Выбрать главу

Еще рассказал, что художники эти — реалисты, то есть пишут мир таким, каким его создал Господь Бог, ничего не уродуют, в отличие от всяких абстракционистов, авангардистов и модернистов.

Дал машину. Спрашиваю водителя, куда мы едем. Он говорит, что сначала по трассе, потом направо, там налево по грейдеру, дальше совсем узкий проселок, а всего километров шестьдесят. Но куда именно мы едем, я так и не понял.

Добрались. Деревня — три избы. Избы страшные: в землю вросшие, покосившиеся, крытые не то линолеумом, не то клеенками. Возле одной — живописцы: этюдники в разные стороны — люди работают.

— Щедрый у нас человек соборный староста, — говорю, — этакой роскошью гостей облагодетельствовал.

— А им нравится, — пожал плечами водитель, который уже бывал здесь.

Отставив занятие, они бросились к нам с восторженными восклицаниями: похоже, им действительно нравилось. Тут же откуда-то из-за деревни налетел шальной фокстерьер, облизал всех и снова улетел за деревню. «И на кого же, — думаю, — они собрались охотиться с норной собакой?» Для такой охоты был совсем не сезон. Сейчас могла бы пригодиться легавая… Оставалось надеяться, что пес хоть как-то знаком с жизнью сеттеров, пойнтеров или курцхааров. А может — спаниелей…

Разгрузили продукты, и машина уехала. Живописцы вернулись к этюдникам, а я пошел размещаться в отдельной избе — похоже, вся деревня принадлежала соборному старосте. Староста этот был из эмвэдэшников, за годы работы в храме воцерковился, но весьма странно… Случалось, разговор коснется каких-то людей, которые по его правоприменительному разумению вредны для Отечества, будь то политики, чиновники или рок-музыканты, он и рубит сплеча: «Повесить надо!» Если его одернут, вздохнет:

«А что?.. Но, конечно, по-нашему, по-христиански, — с любовью».

Отворил я дверь — внутри темно и сыро: темно оттого, что древние стеклышки с годами совсем помутнели, а сыро — от безжизненности. По счастью, печка, как мне и обещали, сохранялась в исправном состоянии, и к вечеру избу удалось просушить.

Следующий день начался спокойно: супруги работали, я ходил по грибы. Но после полудня в деревню заглянули двое мужчин: они шли из леса и тоже — с грибами. Познакомились, разговорились: мужчины приехали издалека — из Тюменской области, чтобы проведать свою сестру. Сестра не так давно вышла замуж за солдатика, который происходил отсюда, перебралась к нему, родила сына, а он, празднуя это событие, пьянехонький утонул. Вот они и приехали посмотреть на ее существование, а при необходимости увезти обратно.

Оказалось, что в трех километрах от нас есть небольшое село, и стоит оно на берегу озера, а в том озере уток — тьма!

— Отчего же их не стреляют? — спрашиваю. — Ведь сегодня открылась охота.

— И сами не понимаем, — отвечали тюменские братья. — Оттого, наверное, что в селе мужиков не осталось.

А еще они приглашали воспользоваться дюралевой лодкой:

— Она заметная — оранжевая такая. С веслами и не замкнута: катайтесь сколько хотите.

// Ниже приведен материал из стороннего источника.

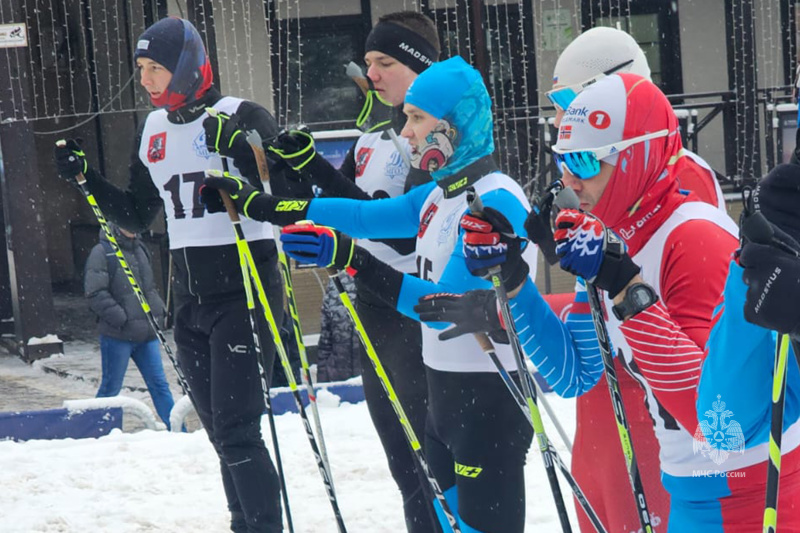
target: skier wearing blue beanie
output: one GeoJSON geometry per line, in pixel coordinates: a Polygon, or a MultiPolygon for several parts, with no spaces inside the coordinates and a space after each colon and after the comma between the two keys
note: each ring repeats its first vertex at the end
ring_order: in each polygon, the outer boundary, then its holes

Вечером провели учебные стрельбы. Правда, сначала старик долго не мог собрать двустволку — забыл, как присоединяется цевье. Ну, с этим вопросом управились. Потом я подбрасывал вверх ржавую сковороду, он стрелял — не попадал, а пес ошалело носился вокруг деревни. Тут вдруг дама потребовала ружье. Мы отговаривали, предупреждали о сильной отдаче, но бесполезно:

— Я ведь раньше стреляла, ты помнишь?

— Голубушка, так ведь когда это было?

— Что ты хочешь этим сказать?

Воткнули в землю кол, к нему приставили все ту же сковороду. Ружье было явно тяжеловато для голубушки, и, прицеливаясь, она отклонилась назад. Только я хотел попросить ее стать правильно, как раздался выстрел, и старушка опрокинулась навзничь. Бросились ее поднимать, а она отмахивается ручонками и бранится:

— Почему не предупредили, что так сильно ударит в плечо?

— Да мы говорили, голубушка…

— Но что именно так сильно — не говорили.

— Непослушная, — ласково сказал старик.

— Зато попала! — радостно воскликнула она, поднимаясь и отряхиваясь.

Действительно так: расстояние было небольшое, и сковороду разнесло в клочья. Заодно и кол перебило.

Рано утром, одевшись по-походному, я вышел на крыльцо. Вскоре показались и живописцы. Супруг был в светлом костюме, перепоясанном патронташем, в соломенной шляпе, из которой торчало помятое перо ястреба-перепелятника. Вчера вечером я уже видел это перо — его откуда-то притащил фокстерьер. Дама была в длинном розовом платье, тоже — в соломенной шляпке и с белым зонтиком, который в сложенном виде являл собою элегантную трость.

— Мы, знаете ли, решили дачные костюмы надеть, — объяснил старик, — в рабочей одежде неприлично.

Нашему брату времени для изумления не дается нисколько. Мы так часто сталкиваемся с чем-то из ряда вон выходящим, что, если каждый раз изумляться, будешь все время ходить с разинутым ртом. А еще ведь и служить надобно — произносить возгласы, проповеди…

Мой наряд явно не соответствовал столь диковинным для охоты облачениям: пришлось вернуться и надеть подрясник. Болотные сапоги я снимать не стал.

Шествовали мы не спеша, чинной поступью, а вот фокстерьер то уносился вперед по дороге, то приносился обратно: городской пес просто обезумел от деревенской свободы. Когда подходили к селу, дама взяла его на поводок, чтобы не нанести ущерба местным курам. Тут как раз стало припекать солнышко, она раскрыла над головой зонт, и в таком виде мы вышли на берег озера. Вправо и влево разбегались вдоль берега избы, а прямо перед нами у деревянного пирса стоял военной внешности серый кораблик с надписью: «Охрана природы». Рядом с ним покачивалась на воде оранжевая лодчонка.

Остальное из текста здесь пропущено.